February 12, 2007

Hess

And the man behind the brand is...
Leon Hess

Leon Hess was born to Lithuanian parents in Asbury Park, New Jersey in 1914.
In 1925 after twenty years of kosher butchering his father Mores quit to deliver fuel to homes in the beachside town. The Depression killed what little business Mores had built up over the years. Leon's two older brothers and sister attended college but there was no money left for him. Leon Hess got the struggling oil business.

In 1933 that business was a single room in an old building in Asbury Park and an over-mortgaged and undersized truck. Hess drove across bumpy pine-draped roads selling oil and coal by day and delivering on his return trip at night. The coal would soon be dropped from his tiny product line - literally. "I was basically lazy. I didn't want to carry 100-pound bags of coal," he said.

In the late 1930s Hess began to focus his meager resources on residual fuel - the tarry, gunky ooze that remained after refining. The sludge was useful only in massive boilers maintained by public utilities. From his attempts at peddling coal Hess knew oil was replacing coal at power plants and residual oil would become more profitable.

Residual oil had to be transported hot to keep it flowing; if it cooled it became the consistency of a newly tarred street in summer. Hess built a successful fleet of specially designed tankers to deliver the residual oil. He began shipping to distant markets and came in low bid on several federal contracts, submitting the only handwritten bids.

In World War II Hess left the business with his brother Henry and went to battle as petroleum supply officer under General George Patton. He earned a bronze star, the rank of major and invaluable experience in running a large organization efficiently.

He applied his lessons to his oil business which steadily expanded.
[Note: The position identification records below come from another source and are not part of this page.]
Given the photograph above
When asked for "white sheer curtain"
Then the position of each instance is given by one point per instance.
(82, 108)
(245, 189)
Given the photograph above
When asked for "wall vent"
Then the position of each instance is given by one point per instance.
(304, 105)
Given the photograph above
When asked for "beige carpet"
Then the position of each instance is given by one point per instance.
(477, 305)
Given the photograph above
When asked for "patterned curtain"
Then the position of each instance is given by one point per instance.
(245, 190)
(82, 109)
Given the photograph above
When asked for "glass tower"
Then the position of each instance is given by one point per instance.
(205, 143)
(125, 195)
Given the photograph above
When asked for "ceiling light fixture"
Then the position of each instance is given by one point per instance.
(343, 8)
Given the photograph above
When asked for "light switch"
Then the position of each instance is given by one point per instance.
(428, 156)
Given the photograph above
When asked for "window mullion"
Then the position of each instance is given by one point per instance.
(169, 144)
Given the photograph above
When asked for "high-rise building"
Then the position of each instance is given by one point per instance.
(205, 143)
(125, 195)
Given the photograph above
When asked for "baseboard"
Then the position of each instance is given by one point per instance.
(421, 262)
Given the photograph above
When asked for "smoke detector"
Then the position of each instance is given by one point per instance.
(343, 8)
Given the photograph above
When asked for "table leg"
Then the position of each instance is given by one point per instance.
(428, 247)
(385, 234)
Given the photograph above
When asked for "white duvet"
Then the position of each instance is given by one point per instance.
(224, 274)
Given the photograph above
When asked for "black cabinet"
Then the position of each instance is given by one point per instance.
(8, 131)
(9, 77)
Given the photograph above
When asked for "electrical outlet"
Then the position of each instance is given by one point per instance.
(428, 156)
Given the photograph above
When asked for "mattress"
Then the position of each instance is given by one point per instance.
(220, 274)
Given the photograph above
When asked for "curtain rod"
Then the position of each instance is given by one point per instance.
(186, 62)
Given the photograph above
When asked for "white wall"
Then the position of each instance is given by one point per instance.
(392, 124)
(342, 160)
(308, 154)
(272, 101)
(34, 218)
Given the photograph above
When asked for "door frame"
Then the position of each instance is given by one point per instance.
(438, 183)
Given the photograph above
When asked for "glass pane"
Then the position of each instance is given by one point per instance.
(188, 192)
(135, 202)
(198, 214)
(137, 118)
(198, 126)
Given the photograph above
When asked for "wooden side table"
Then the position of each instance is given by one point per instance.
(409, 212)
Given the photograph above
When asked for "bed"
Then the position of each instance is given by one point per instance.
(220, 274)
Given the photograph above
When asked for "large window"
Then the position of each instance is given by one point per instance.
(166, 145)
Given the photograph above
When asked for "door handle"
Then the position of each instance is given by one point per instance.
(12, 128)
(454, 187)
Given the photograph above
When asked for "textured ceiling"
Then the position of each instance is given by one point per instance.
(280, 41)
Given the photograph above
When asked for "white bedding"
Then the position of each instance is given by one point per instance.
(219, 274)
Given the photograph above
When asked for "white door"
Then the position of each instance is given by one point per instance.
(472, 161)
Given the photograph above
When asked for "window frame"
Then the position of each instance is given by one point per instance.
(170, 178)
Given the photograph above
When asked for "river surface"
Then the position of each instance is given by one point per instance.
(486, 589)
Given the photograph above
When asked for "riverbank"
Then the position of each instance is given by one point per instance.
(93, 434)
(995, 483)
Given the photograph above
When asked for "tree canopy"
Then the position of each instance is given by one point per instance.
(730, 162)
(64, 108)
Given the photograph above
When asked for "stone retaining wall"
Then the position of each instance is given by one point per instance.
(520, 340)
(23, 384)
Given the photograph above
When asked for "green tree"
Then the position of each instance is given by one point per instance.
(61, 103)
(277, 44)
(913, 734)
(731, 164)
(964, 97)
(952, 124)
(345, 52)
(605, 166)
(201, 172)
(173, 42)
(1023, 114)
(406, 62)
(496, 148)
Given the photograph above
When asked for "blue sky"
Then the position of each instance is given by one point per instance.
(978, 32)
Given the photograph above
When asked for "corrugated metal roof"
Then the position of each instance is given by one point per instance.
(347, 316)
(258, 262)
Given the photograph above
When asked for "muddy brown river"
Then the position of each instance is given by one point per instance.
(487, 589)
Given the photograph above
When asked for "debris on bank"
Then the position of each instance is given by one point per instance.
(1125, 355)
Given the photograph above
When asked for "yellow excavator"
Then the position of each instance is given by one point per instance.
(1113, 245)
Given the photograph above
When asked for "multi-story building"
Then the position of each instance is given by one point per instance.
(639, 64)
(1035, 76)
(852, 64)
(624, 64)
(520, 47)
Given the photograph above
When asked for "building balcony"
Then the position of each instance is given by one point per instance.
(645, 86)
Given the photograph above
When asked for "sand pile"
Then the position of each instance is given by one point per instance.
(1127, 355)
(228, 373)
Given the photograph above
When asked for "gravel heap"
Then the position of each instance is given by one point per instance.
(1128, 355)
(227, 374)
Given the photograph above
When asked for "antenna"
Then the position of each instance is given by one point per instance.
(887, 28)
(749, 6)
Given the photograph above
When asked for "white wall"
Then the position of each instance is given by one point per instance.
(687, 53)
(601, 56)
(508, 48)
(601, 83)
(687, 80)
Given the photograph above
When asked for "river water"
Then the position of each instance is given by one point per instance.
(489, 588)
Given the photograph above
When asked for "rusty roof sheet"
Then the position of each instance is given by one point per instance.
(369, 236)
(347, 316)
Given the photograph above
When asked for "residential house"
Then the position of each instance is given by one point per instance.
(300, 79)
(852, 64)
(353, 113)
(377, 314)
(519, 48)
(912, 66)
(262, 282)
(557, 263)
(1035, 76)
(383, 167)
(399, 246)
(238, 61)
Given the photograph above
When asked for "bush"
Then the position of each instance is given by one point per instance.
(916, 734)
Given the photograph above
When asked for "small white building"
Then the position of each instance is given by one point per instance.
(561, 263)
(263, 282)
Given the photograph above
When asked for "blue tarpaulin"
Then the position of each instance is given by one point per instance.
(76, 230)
Hess trucks were soon seen as far away as upstate New York. He began importing residual oil and Hess oil generated the electricity in 75% of New Jersey by the late 1940s.
In 1958 Hess built his first refinery and two years later he marketed gasoline under his own name.

Hess built his business on business no one else wanted; now he was in the business everyone wanted.

He competed on price. He refused to comply with an agreement signed by other New Jersey stations to keep gas priced above a minimum price.
He built huge stations to pump gas only, leaving repair business to others.
His refinery was close to his stations so the pennies saved in distribution were slashed off his gas prices. Hess grew from 28 stations in 1961 to 500 in twenty years across the Northeast.

By the mid-1960s Hess Oil was profitable but he had no crude production, leaving him in a precarious position if his supply disappeared. After prolonged financial maneuvering and at considerable risk Hess took control of Amerada Petroleum in 1969.

At the same time Hess undertook the building of the world's largest refinery in the Virgin Islands, a United States territory not fully answerable to American law. Hess used political connections made by his father-in-law, a former attorney general of New Jersey, to pull off the deal. The refinery cost $600,000,000 and eventually produced 700,000 barrels a day.

Hess Oil was now steeply leveraged but the Arab oil embargo paid off Hess' gamble. His fortunes continued to vacillate with the fortunes of the oil market but Hess, the owner of the New York Jets and a tyrannical but trustworthy businessman, had built his company into the country's 17th largest oil producer.